Frenchmans Cap, also known as Kahakaha, is a high rock stack island located in the Hauraki Gulf of New Zealand, off the eastern coast of Waiheke Island.

== Geography ==

The island is located in the inner Hauraki Gulf, between eastern Waiheke Island, Pakatoa Island and Rotoroa Island, due east of Taniwhanui Point. The island is small and steep, reaching a height of 20 m. It is composed of Waipapa Terrane greywacke, red chert and argillite. The island has a shallow cave to the northeast. The closest island is Pakatoa Island, located 850 m away.

== Etymology ==

The island's English language name refers to the conical shape of the island, resembling a bonnet rouge. The etymology of the Māori language name is uncertain.

== Biodiversity ==

Much of the island is dominated by coastal forest and exotic grasses, with some native plants including Pseudopanax lessonii, Pittosporum crassifolium, Metrosideros excelsa and Coprosma repens. The herb Wahlenbergia vernicosa, at risk of decline, can also be found on the island. The island is a nesting area for smaller seabirds, including the New Zealand dotterel, variable oystercatcher, the black-backed gull, Caspian tern and the white-fronted tern.

== History ==

The island was purchased in 1845 by Charles Mcintosh in a private transaction with members of Ngāi Tai ki Tāmaki and Ngāti Pāoa, along with neighbouring Rotoroa Island.

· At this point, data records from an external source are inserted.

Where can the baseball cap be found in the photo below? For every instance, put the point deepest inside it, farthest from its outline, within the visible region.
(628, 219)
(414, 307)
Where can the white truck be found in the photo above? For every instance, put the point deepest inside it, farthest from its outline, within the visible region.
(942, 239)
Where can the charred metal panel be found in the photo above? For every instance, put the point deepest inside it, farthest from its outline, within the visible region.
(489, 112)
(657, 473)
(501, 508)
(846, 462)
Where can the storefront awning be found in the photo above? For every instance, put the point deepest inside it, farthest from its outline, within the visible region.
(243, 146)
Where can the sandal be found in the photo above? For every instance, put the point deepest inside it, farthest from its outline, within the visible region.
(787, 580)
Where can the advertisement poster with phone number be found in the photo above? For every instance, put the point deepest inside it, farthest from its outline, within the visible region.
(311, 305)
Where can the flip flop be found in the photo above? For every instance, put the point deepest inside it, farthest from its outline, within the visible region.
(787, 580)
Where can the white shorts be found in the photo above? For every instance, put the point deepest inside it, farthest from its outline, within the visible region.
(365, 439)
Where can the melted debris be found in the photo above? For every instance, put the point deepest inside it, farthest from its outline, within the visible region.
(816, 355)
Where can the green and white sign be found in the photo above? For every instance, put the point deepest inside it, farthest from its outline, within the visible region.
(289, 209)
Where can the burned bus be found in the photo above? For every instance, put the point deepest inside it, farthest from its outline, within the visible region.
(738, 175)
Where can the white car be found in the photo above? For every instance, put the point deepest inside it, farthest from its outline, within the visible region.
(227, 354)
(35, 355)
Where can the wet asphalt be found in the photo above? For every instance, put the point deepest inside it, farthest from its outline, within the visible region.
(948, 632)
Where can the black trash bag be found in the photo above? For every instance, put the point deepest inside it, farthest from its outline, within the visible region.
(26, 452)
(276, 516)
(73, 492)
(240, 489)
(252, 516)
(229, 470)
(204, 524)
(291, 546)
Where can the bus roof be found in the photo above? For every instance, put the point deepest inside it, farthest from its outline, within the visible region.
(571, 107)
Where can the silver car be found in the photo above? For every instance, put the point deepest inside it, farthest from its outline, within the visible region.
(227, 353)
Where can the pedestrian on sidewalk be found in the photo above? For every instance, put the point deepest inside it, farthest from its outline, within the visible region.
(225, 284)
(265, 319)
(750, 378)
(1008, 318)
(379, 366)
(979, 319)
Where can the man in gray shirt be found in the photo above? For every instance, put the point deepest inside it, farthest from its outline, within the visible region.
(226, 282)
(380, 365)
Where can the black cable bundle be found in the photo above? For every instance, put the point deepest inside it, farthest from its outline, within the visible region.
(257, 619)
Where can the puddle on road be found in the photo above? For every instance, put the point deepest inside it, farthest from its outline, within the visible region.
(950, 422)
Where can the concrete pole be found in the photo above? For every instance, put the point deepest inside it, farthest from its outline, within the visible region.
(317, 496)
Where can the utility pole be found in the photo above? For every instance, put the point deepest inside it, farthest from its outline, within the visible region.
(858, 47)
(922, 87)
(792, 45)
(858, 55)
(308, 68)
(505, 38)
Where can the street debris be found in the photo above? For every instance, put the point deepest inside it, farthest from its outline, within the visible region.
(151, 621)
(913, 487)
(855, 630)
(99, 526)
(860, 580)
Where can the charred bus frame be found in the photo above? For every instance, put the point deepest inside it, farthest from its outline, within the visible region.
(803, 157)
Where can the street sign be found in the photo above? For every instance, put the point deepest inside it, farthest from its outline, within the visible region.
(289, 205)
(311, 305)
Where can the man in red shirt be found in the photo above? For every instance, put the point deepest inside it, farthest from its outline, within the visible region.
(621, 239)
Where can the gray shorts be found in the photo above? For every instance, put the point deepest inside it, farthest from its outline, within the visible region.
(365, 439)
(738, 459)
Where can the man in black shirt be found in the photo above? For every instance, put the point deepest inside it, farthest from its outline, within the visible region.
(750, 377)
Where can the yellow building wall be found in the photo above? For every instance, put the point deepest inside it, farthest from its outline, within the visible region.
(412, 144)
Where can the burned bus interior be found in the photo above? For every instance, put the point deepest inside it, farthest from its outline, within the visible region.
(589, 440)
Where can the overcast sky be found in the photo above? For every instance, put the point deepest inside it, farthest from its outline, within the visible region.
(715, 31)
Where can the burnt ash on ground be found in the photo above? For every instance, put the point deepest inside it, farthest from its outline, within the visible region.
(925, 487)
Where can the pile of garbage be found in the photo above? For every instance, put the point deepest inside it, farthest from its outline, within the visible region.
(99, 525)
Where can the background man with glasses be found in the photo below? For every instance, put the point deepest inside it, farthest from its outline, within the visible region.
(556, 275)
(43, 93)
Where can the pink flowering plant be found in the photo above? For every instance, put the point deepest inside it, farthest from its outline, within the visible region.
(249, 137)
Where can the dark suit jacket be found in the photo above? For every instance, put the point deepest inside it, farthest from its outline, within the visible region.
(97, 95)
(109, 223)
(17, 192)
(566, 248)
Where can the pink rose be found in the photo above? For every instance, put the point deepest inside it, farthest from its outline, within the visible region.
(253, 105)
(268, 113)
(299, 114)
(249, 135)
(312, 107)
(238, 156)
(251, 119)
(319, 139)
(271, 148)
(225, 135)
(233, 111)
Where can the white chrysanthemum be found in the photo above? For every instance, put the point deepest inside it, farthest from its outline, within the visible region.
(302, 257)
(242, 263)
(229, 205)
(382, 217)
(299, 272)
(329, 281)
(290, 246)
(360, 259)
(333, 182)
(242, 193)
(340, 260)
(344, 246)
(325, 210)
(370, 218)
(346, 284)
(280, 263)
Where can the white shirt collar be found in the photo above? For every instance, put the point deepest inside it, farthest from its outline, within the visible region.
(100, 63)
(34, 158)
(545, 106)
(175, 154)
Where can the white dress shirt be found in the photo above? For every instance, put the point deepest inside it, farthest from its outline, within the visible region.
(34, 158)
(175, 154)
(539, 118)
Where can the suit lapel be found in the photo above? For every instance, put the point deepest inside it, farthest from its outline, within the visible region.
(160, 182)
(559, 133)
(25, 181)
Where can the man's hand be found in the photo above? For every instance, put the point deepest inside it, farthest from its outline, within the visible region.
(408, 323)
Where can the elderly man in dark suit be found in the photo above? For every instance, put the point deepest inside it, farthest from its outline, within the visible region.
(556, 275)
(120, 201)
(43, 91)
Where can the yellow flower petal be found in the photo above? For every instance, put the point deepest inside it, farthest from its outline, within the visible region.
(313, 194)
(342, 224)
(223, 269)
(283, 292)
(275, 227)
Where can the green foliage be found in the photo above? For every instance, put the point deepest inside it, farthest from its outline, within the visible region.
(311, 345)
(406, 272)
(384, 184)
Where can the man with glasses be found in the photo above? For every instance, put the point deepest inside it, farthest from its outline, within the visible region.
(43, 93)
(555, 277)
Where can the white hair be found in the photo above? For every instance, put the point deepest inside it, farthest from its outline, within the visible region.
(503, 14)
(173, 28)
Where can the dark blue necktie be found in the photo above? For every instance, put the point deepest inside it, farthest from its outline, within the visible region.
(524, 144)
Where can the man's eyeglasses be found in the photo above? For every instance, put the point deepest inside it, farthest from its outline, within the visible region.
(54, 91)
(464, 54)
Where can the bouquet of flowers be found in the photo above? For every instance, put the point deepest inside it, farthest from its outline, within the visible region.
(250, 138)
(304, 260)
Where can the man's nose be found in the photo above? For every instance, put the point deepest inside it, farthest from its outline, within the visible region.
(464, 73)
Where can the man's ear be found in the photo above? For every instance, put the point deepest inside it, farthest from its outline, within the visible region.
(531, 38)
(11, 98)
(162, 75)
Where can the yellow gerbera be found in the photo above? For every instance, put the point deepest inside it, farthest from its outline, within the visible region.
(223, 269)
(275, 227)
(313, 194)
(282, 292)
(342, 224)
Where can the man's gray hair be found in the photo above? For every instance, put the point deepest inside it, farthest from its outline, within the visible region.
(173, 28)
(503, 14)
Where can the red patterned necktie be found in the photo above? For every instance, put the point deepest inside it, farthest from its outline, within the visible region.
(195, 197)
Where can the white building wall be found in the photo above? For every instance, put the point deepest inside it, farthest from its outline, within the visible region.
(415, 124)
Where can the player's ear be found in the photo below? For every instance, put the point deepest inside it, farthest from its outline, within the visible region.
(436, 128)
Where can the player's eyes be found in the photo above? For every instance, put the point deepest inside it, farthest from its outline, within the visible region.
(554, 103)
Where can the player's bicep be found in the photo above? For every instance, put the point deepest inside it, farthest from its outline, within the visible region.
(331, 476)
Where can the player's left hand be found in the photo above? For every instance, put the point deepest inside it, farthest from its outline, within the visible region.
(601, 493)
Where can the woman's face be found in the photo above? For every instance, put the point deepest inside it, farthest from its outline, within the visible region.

In 1849, the Crown Grants Commission failed to confirm this sale, and designated the island to be surplus land, becoming Crown land.

Since 1993, the Department of Conservation has maintained rat traps on the island, having only caught one rat between 1993 and 2024. The island is currently administered by the Auckland Council, classified as a marine Significant Ecological Area.